Successful teams can make themselves dizzy in Sri Lanka, when after one or two losses they try to devise new plans on how to tackle spin. For years struggling visiting captains have put forth varying ideas. "We need to read the spinners better out of the hand," some have said. "We have a better chance if we play on the back foot," swore others. Some teams have tried to dominate the spin bowlers early, others have attempted to defend at first and tire them out - only occasionally have any of these plans come off.
Having hurtled to a 278-run victory in Galle, South Africa have come up with their own theories. Soon after the loss, Faf du Plessis spoke about how his team had been too aggressive in the second innings, in which they were all out for 73. Two days later, batting coach Dale Benkenstein said that more practice in between the Tests wasn't necessarily going to help South Africa, but that a mental shift would most help the batsmen combat spin in Colombo.
Now, on the eve of the second Test, which South Africa must win to draw the series, there is a new batting catchphrase: "trust your defence". Essentially, the idea will encourage the South Africa batsmen to refrain from attacking too early and await the hittable balls.
"The thing that let us down in the first Test was that we didn't trust our defence well enough," captain Faf du Plessis said ahead of the Colombo Test. "The important part of playing spin in Test cricket is trusting your defence.
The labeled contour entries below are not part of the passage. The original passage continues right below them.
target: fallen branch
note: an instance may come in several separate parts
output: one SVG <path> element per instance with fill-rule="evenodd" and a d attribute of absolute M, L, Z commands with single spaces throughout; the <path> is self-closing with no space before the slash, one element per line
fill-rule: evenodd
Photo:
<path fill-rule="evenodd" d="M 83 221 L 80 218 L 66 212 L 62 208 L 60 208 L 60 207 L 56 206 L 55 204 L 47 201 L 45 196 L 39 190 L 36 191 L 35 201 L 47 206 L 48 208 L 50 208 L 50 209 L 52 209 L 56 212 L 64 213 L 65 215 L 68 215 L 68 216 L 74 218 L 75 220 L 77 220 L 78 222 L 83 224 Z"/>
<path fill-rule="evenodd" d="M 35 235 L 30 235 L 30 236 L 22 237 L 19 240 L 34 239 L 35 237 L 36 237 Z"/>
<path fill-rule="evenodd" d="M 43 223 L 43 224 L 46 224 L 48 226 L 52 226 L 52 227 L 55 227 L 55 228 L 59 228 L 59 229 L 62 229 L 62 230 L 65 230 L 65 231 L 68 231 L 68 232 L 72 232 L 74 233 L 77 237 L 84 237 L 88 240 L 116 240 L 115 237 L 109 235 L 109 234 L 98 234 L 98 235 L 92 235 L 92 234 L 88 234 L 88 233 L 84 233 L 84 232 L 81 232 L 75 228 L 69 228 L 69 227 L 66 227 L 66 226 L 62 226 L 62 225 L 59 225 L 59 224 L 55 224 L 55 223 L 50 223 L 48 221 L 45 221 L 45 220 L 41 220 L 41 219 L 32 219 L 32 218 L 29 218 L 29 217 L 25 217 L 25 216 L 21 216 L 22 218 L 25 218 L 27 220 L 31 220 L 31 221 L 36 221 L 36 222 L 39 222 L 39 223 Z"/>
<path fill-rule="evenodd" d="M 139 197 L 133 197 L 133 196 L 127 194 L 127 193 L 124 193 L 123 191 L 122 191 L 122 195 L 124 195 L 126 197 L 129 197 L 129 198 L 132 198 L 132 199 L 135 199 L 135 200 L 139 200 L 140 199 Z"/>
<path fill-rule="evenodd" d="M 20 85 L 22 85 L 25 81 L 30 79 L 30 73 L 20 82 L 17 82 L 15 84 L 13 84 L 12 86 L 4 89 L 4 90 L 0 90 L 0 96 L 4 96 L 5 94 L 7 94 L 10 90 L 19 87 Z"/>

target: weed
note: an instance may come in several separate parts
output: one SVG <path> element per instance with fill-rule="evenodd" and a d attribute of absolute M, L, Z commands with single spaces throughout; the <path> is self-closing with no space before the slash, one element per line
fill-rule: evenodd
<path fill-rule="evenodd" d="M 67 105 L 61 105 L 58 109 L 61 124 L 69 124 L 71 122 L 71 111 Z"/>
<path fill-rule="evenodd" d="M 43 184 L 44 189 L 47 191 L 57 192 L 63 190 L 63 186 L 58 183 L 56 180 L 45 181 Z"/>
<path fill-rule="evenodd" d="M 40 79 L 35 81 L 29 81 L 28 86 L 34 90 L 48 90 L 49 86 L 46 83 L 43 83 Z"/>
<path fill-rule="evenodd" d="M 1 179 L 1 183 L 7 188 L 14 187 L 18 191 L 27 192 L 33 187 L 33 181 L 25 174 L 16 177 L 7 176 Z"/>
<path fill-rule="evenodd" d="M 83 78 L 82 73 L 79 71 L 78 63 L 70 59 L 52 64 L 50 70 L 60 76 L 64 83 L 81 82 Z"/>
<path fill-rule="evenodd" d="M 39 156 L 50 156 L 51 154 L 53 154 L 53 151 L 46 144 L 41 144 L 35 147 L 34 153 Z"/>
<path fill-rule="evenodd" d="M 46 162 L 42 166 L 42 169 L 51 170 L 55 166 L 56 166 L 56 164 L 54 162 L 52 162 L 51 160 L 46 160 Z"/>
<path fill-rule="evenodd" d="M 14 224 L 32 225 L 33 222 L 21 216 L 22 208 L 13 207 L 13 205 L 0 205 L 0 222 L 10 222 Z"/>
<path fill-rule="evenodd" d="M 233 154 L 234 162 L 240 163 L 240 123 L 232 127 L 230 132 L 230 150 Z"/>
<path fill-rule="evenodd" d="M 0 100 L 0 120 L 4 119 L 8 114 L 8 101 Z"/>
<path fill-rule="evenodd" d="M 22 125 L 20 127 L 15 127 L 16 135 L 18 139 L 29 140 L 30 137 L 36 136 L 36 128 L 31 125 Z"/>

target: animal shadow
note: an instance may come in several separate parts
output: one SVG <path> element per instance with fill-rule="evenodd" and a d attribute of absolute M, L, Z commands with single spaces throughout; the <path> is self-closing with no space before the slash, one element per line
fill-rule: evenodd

We need to try and put pressure back on the spinners as well, with what you are doing. The guys worked really hard on their game plan and trying to be positive against spin - which is an element of playing spinners well. You have to also trust your defence - so that's two parts."
Since the end of the first Test, South Africa have also spoken repeatedly about emulating Dimuth Karunaratne's gameplan, after Karunaratne outscored their entire team by 19 runs in Galle. But where Karunaratne attributed his own success to being positive and busy against the spinners, South Africa have chosen to focus on his defensive work.
"Trusting their defence was the difference between how Sri Lanka played spin and how we played spin," du Plessis said. "Especially Dimuth Karunaratne, who didn't take too many risks. He just played with good defence. As a captain, I wanted him to take risks but he didn't take risks. He only started hitting the ball on the air when he was something like 80."
South Africa can perhaps take heart from their most-recent match at the SSC, in which they did very much trust their defence, and made scores of 282 and 159 for 8. On that occasion, though, they were defending a 1-0 lead and were clearly playing for the draw throughout - their run rate at an abysmal 1.87 for the match. This time, a draw will not be enough, and may not even be possible given the drier nature of Sri Lankan pitches over the last two years, but South Africa are still hoping their past successes against spin will light their path to a creditable result in the second Test.
"I don't think we are a team that plays spin badly," du Plessis said. "If you back and make references where we have had good series against spinners. Spin is not something that we mentally struggle with. There was a carelessness about our batting in Galle. We just need a change of mindset as to what we need to do score runs in Test cricket. You don't get to the subcontinent and try and score 100 in 70 balls or so - you score 100 off 180 balls. That is the only difference that we need to make while still being positive and making sure you make the right decision when good balls are bowled."